U.S.-based semiconductor manufacturer GlobalFoundries has opened a $4 billion expansion fabrication plant in Singapore to meet the growing demand for essential semiconductor chips. The company expects the semiconductor industry to double in size over the next decade, driven by new applications and the increasing use of artificial intelligence. While demand from the automotive sector remains stable and the cloud for artificial intelligence is strong, consumer-related sectors still show weakness.
The new facility, spanning 23,000 square meters, will help GlobalFoundries increase its global manufacturing footprint and better serve customers across its sites in three continents. With an annual capacity of 450,000 wafers (300mm), the fab will raise GlobalFoundries Singapore’s total capacity to approximately 1.5 million wafers (300mm) per year.
The expansion also aims to create around 1,000 high-value jobs in Singapore, mainly consisting of equipment technicians, process technicians, and engineers. GlobalFoundries currently employs about 4,500 workers at its Singapore facility.
GlobalFoundries’s move to expand its presence in Singapore reflects the city-state’s status as a major supplier of semiconductors. According to the Singapore Semiconductor Industry Association, Singapore supplies 11% of the world’s semiconductors.
As part of the expansion, GlobalFoundries will implement artificial intelligence tools to enhance productivity. These tools will include wafer pattern recognition technology that can automatically classify and identify defects in wafers.

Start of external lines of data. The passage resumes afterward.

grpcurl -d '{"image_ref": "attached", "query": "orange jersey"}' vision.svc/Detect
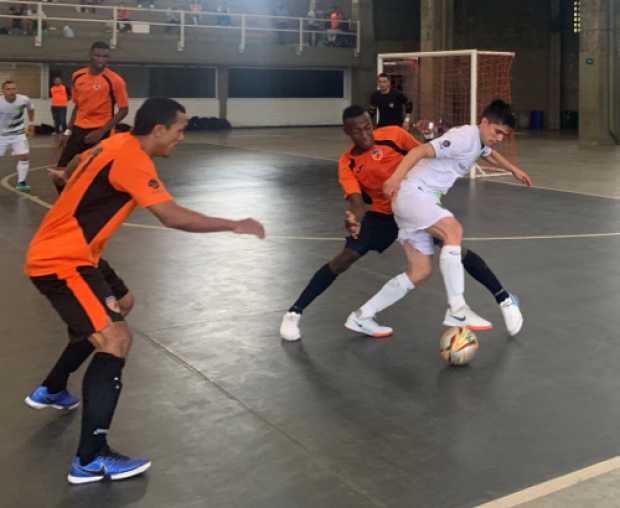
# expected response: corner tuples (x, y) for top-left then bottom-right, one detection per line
(25, 133), (172, 276)
(71, 67), (129, 129)
(338, 126), (419, 214)
(50, 84), (68, 107)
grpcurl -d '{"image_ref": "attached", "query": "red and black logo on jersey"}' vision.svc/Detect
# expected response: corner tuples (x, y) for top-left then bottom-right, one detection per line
(370, 148), (384, 161)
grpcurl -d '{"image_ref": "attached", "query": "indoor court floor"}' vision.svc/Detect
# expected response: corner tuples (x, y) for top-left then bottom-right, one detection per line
(2, 128), (620, 507)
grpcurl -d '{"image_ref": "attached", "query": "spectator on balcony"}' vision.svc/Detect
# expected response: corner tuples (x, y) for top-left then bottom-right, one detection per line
(327, 5), (342, 46)
(306, 7), (319, 47)
(7, 5), (24, 34)
(165, 6), (179, 32)
(216, 0), (231, 26)
(189, 0), (201, 25)
(118, 4), (131, 32)
(273, 1), (288, 45)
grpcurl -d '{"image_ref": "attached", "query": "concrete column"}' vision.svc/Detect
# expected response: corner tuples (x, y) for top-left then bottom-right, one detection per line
(217, 66), (228, 119)
(350, 0), (377, 107)
(579, 0), (616, 144)
(420, 0), (454, 122)
(548, 0), (562, 130)
(420, 0), (454, 52)
(612, 0), (620, 140)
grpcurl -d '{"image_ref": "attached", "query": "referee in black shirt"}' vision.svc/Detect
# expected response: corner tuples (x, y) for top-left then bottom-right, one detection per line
(368, 73), (413, 129)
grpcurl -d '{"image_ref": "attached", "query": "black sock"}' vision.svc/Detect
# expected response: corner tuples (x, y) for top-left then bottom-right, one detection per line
(42, 338), (95, 394)
(462, 249), (509, 304)
(77, 352), (125, 466)
(289, 263), (338, 314)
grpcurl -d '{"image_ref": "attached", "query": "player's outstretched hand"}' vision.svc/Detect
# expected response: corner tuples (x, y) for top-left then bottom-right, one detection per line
(234, 218), (266, 239)
(58, 132), (70, 150)
(26, 125), (35, 138)
(383, 177), (401, 199)
(512, 167), (532, 187)
(344, 210), (360, 238)
(47, 166), (67, 185)
(84, 128), (106, 145)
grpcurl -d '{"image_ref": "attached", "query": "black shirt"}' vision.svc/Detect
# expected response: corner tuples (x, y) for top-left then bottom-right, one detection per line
(369, 89), (413, 127)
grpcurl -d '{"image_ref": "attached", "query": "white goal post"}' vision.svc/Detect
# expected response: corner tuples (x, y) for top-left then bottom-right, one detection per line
(377, 49), (516, 179)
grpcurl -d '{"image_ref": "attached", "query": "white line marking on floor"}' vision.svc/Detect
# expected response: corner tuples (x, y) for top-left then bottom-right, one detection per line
(4, 168), (620, 243)
(475, 456), (620, 508)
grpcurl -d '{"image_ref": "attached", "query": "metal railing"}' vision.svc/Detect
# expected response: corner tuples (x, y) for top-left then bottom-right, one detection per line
(0, 0), (360, 56)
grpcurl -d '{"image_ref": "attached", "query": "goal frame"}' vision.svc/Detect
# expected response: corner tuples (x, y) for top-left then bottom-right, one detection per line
(377, 49), (516, 178)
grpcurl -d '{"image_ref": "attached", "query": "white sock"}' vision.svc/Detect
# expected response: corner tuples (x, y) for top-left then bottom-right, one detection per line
(17, 160), (29, 183)
(439, 245), (466, 311)
(359, 273), (414, 318)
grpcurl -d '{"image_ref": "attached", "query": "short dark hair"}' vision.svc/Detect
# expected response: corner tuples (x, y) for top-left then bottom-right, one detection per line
(132, 97), (186, 135)
(342, 104), (367, 123)
(2, 80), (15, 88)
(481, 99), (516, 129)
(90, 41), (110, 52)
(377, 73), (390, 80)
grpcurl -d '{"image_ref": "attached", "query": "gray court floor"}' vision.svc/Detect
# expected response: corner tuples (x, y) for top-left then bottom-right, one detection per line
(3, 131), (620, 507)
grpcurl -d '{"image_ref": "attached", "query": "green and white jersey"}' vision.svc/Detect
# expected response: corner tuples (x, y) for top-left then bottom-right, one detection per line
(0, 94), (33, 136)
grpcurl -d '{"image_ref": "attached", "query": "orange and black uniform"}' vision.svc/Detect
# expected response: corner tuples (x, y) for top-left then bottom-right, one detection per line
(338, 125), (418, 255)
(27, 133), (172, 336)
(58, 67), (129, 167)
(50, 83), (69, 134)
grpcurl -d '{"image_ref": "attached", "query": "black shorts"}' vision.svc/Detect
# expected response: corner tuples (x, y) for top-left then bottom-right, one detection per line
(30, 259), (128, 338)
(58, 126), (110, 167)
(345, 211), (398, 256)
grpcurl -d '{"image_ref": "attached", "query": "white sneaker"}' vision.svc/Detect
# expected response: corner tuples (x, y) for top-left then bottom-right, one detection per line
(345, 311), (393, 338)
(443, 306), (493, 331)
(280, 311), (301, 341)
(500, 294), (523, 336)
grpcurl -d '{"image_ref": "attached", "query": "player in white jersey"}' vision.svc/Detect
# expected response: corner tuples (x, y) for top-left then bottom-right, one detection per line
(0, 80), (35, 191)
(348, 100), (532, 333)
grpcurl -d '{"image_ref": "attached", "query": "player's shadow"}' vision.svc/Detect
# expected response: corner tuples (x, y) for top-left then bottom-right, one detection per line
(27, 410), (78, 449)
(54, 474), (149, 508)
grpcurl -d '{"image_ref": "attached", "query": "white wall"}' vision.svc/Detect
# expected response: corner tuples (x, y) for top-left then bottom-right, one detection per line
(31, 98), (219, 127)
(32, 97), (345, 127)
(227, 98), (348, 127)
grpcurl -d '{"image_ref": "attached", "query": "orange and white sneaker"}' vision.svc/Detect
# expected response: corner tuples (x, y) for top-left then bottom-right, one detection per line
(345, 311), (393, 338)
(443, 306), (493, 331)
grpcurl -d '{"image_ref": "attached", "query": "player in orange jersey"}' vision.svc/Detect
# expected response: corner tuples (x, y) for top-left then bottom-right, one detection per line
(280, 105), (521, 341)
(56, 41), (129, 191)
(24, 98), (264, 484)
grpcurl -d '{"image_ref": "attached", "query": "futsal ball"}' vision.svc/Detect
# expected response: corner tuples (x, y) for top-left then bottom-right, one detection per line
(439, 327), (479, 366)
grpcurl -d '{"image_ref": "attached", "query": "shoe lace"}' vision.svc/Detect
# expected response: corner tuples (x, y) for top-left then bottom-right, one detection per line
(103, 447), (130, 463)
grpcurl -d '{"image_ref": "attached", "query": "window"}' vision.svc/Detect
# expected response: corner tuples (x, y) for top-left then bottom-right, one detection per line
(149, 67), (216, 98)
(573, 0), (581, 34)
(229, 68), (344, 98)
(48, 65), (216, 98)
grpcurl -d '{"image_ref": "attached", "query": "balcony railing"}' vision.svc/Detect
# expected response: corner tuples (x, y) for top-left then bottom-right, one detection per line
(0, 0), (360, 56)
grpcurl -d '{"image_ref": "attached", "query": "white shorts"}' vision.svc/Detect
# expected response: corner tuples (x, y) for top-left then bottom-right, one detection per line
(393, 182), (453, 255)
(0, 133), (29, 157)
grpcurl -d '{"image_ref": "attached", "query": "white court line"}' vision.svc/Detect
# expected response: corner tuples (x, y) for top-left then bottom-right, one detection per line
(15, 137), (620, 201)
(474, 456), (620, 508)
(198, 139), (620, 201)
(4, 167), (620, 242)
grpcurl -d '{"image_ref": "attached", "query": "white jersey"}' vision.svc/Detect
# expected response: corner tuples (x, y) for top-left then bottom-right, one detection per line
(403, 125), (492, 194)
(0, 94), (33, 136)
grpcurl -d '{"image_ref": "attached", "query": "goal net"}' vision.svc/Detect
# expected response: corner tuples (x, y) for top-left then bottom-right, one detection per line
(377, 50), (516, 178)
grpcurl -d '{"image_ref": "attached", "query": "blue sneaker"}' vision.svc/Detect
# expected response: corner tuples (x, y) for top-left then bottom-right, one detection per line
(25, 385), (80, 411)
(67, 448), (152, 484)
(15, 181), (31, 192)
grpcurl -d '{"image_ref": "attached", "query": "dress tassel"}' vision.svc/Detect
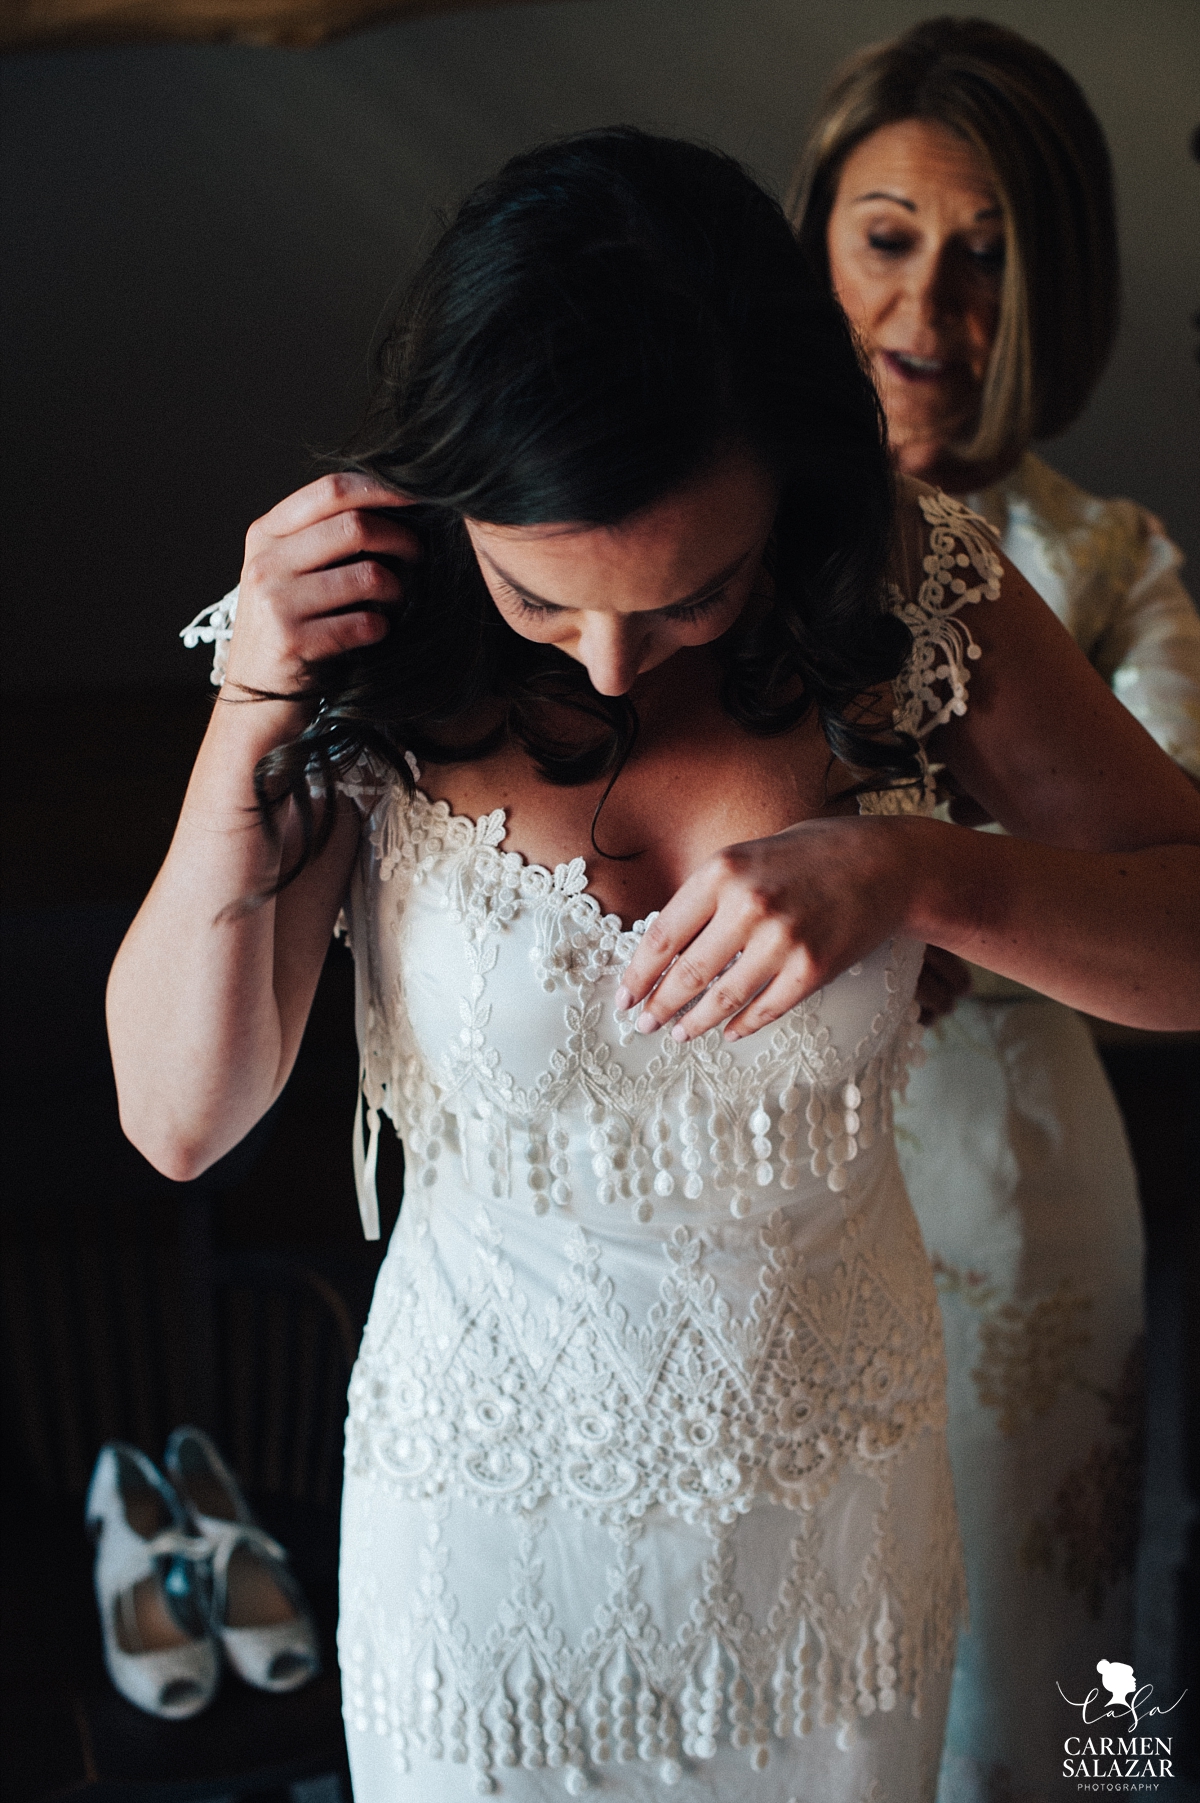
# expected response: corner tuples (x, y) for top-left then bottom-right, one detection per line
(353, 1083), (381, 1240)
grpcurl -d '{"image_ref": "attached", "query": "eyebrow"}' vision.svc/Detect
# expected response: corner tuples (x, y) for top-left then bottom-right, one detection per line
(479, 546), (753, 612)
(852, 188), (1002, 221)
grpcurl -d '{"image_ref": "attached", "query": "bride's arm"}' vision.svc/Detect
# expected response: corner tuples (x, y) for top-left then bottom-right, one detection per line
(617, 558), (1200, 1038)
(106, 474), (417, 1181)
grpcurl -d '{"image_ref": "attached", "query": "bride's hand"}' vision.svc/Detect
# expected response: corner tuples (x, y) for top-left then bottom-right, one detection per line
(614, 816), (922, 1042)
(222, 472), (420, 698)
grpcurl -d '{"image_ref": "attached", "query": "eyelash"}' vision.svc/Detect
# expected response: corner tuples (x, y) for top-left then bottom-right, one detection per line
(503, 587), (728, 625)
(866, 232), (1005, 272)
(664, 590), (728, 624)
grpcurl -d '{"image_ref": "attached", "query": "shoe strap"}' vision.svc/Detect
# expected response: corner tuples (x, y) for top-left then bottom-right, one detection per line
(197, 1517), (289, 1624)
(115, 1525), (211, 1586)
(146, 1528), (213, 1562)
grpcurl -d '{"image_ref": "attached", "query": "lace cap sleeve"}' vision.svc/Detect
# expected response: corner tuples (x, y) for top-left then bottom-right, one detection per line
(889, 487), (1003, 739)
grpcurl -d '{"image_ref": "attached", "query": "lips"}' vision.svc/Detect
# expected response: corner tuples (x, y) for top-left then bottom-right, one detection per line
(881, 350), (952, 382)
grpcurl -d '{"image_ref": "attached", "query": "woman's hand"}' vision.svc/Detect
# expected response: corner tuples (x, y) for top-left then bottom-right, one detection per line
(614, 816), (920, 1042)
(223, 472), (421, 697)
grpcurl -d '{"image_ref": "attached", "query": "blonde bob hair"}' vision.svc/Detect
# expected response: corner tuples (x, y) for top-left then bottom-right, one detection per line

Other major players in the semiconductor industry, such as TSMC and Samsung, have reported declines in second-quarter profits due to weak demand for memory chips. However, there are signs that semiconductor inventories are starting to stabilize. While inventories at semiconductor companies continue to climb, the inventory further down the supply chain, including system companies, is starting to decrease.
Global inflation and interest rates will need to be under control for consumer spending to recover, particularly in China. Once these aspects stabilize, the semiconductor industry is expected to see increased demand.
GlobalFoundries’s expansion in Singapore is a testament to the country’s industrial policies that attract high-tech manufacturing and innovation. As other nations realize the importance of semiconductor manufacturing for economic and supply chain security, they too are likely to adopt similar policies to establish their own competitive landscape.
With the opening of its new fabrication plant, GlobalFoundries is well-positioned to meet the growing demand for semiconductor chips across various industries, including automotive, artificial intelligence, and industrial applications. The company’s presence in Singapore will contribute to the country’s status as a key player in the global semiconductor market.
As the semiconductor industry continues to evolve and new applications emerge, GlobalFoundries remains optimistic about the future growth of the industry. With its state-of-the-art facility and commitment to innovation, the company is poised to contribute to the advancement of semiconductor technology and meet the increasing demand for essential chips.